Made by Taiwan's HTC Corp., the G1 is being released Oct. 22 by T-Mobile in the U.S. and will cost $179 with a two-year contract. The device, about the size as the iPhone but plumper, will be available in black or bronze. It sports a large touch screen, and the lower smidgen of the device is angled - the curvature seemed more stylistic than functional to me - and sports four buttons and a trackball.
Beneath the touch screen is a slide-out QWERTY keyboard that makes the G1 feel like a grownup's version of another device T-Mobile sells, the Sidekick. The keyboard will appeal to anyone who, like me, still prefers the feel of physical keys rather than virtual ones on the screen (sorry, Apple).
There's also an adjacent microSD card slot that comes loaded with a 1 gigabyte card. Don't lose this tiny card, because it's the storage spot for photos and songs you want to access on the G1. If you want to invest in more space, the G1 supports cards up to 16 gigabytes.
From the start, the G1 was easy to use. It includes an intuitive interface and many of Google's familiar services, like search, Gmail and Google Talk.
There's also Google Maps, which is enhanced by a built-in compass that lets you see locations in the "Street View" feature by moving the phone as you hold it.
I had no trouble doing things like instant messaging my friends, searching for bubble tea stores near my apartment, and yes, making phone calls. There is a good-looking browser that is pretty simple to navigate, and the device's screen is clear and sharp.

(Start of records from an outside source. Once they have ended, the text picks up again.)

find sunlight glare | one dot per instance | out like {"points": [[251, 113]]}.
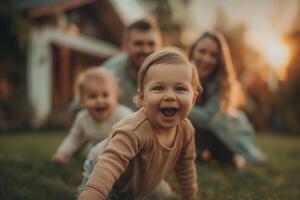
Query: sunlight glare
{"points": [[277, 54]]}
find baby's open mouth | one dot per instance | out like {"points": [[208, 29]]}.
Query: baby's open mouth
{"points": [[168, 112]]}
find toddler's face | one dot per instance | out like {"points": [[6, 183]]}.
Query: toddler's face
{"points": [[205, 56], [99, 98], [168, 94]]}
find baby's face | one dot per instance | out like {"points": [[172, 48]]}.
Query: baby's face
{"points": [[168, 94], [99, 98]]}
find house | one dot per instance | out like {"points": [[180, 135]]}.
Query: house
{"points": [[62, 38]]}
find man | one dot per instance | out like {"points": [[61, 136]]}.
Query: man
{"points": [[141, 38]]}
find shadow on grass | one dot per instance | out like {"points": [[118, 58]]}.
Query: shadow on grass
{"points": [[26, 172]]}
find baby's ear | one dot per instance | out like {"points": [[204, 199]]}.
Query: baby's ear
{"points": [[138, 99]]}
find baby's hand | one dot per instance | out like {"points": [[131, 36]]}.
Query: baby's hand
{"points": [[61, 158]]}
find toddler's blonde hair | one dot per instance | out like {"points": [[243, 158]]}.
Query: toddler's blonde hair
{"points": [[94, 73]]}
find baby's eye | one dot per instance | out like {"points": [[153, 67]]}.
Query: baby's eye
{"points": [[92, 96], [158, 87], [105, 94]]}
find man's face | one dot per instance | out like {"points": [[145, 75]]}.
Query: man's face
{"points": [[140, 44]]}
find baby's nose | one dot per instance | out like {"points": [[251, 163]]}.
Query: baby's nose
{"points": [[170, 96]]}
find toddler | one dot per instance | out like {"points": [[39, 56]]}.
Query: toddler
{"points": [[145, 146], [98, 95]]}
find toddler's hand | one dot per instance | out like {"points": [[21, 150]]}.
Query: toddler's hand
{"points": [[61, 158]]}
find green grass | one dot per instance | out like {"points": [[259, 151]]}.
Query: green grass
{"points": [[26, 171]]}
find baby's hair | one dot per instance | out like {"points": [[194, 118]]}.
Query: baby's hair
{"points": [[167, 55], [94, 73]]}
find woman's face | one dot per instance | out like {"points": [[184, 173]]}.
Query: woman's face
{"points": [[205, 56]]}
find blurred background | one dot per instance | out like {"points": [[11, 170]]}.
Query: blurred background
{"points": [[46, 43]]}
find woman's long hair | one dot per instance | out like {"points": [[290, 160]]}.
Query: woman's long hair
{"points": [[224, 73]]}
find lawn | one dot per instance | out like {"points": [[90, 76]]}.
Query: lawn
{"points": [[27, 173]]}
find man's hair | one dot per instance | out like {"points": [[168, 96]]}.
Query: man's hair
{"points": [[145, 24]]}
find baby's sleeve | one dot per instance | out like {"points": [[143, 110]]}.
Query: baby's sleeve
{"points": [[112, 162], [185, 168]]}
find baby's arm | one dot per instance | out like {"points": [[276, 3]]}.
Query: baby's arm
{"points": [[70, 144], [112, 162], [185, 169]]}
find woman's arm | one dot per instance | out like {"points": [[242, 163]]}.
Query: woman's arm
{"points": [[200, 116]]}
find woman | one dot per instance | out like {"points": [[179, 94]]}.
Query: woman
{"points": [[223, 131]]}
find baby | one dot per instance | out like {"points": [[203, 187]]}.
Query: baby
{"points": [[98, 95], [148, 144]]}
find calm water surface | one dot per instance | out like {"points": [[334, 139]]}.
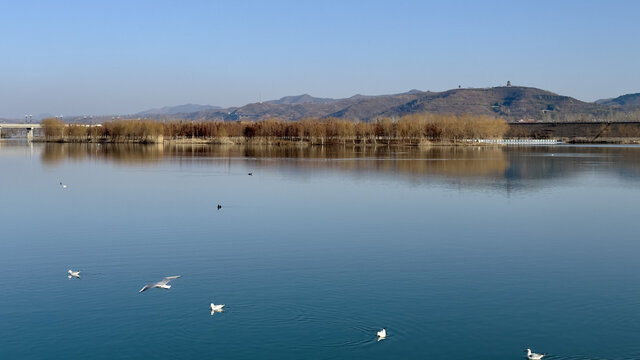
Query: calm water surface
{"points": [[461, 253]]}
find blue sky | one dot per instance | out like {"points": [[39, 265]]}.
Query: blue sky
{"points": [[106, 57]]}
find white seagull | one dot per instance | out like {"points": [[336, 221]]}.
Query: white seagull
{"points": [[160, 284], [534, 356], [216, 308]]}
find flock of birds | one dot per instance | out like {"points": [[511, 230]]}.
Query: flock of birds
{"points": [[164, 284]]}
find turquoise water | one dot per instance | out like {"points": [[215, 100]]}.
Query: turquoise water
{"points": [[460, 253]]}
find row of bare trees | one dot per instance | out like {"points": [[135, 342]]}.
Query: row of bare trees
{"points": [[410, 129]]}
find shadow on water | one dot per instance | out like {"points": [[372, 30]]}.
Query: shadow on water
{"points": [[511, 167]]}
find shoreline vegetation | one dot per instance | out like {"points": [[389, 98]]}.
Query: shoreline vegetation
{"points": [[415, 129], [411, 130]]}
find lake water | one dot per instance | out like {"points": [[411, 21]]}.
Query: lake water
{"points": [[461, 253]]}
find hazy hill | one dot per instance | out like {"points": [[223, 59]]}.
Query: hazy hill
{"points": [[300, 99], [513, 103], [178, 109], [627, 102]]}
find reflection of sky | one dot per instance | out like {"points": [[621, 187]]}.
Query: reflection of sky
{"points": [[509, 169], [313, 246]]}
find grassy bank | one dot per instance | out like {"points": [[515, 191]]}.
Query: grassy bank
{"points": [[415, 129]]}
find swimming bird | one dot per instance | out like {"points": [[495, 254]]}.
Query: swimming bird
{"points": [[160, 284], [534, 356], [216, 308]]}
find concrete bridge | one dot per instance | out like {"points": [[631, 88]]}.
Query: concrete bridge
{"points": [[28, 127]]}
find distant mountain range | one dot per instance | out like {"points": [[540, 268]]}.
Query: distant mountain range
{"points": [[513, 103], [179, 109]]}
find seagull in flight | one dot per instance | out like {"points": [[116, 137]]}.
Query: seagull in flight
{"points": [[216, 308], [160, 284], [534, 356]]}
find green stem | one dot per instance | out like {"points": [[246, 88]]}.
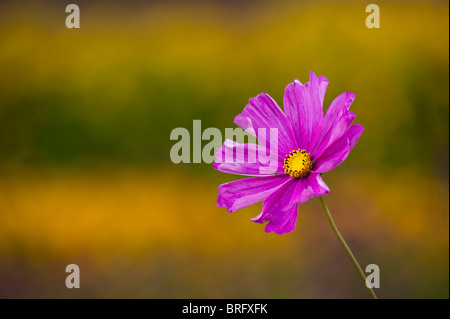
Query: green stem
{"points": [[347, 249]]}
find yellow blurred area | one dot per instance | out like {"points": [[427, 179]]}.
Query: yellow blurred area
{"points": [[134, 215], [85, 172]]}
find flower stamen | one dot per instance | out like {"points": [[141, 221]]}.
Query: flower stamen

I was more impressed with the speed of T-Mobile's 3G network than I have been with AT&T's, and noticed applications and songs downloaded fairly quickly and easily. This could change, though, as the network is still quite new and there are not many phones running on it yet. The phone also works on T-Mobile's slower but more widespread EDGE network; however, data functions aren't as zippy.
The downside of all the talking, Web surfing and content downloading is that it can quickly run down a phone's battery. The G1 promises up to five hours of talk time and nearly 5½ days of standby time, but who's going to simply chat on a smart phone or let it sit gathering dust?
I gave the device a fairly realistic battery rundown - on-and-off use of multiple functions and applications and the phone's 3G and Wi-Fi network capabilities. It's safe to say people with a serious multimedia habit will have to keep a charging cable on hand.
Early on, I noticed that the G1's main screen actually extends beyond the device's viewing area. You can access the "hidden" parts by swiping to the right or left of the screen. I used this to organize shortcuts to certain programs by type: I put all my game shortcuts on the left "screen" and kept shortcuts to things like my contacts, Gmail, browser and phone dialer on the main screen area.
A key element is the Google-run Android Market, which lets third-party developers offer add-on programs and games that you can download wirelessly to the G1. For now, downloads are free, but eventually some may cost money.
There weren't that many programs available when I tested the G1 - I counted about three dozen applications and 10 games, a fraction of what Apple's iPhone App Store contains - but more should come soon. And while Apple has been slowly approving iPhone applications and rejecting some that compete with its own programs, the Android Market is more open to developers.
I liked a few applications, especially the "Barcode Scanner" that uses the G1's 3-megapixel camera to read the UPC barcodes on things like product boxes and book jackets and then links you to related Web searches. It's pretty nifty if you want to know more about a novel or check prices online.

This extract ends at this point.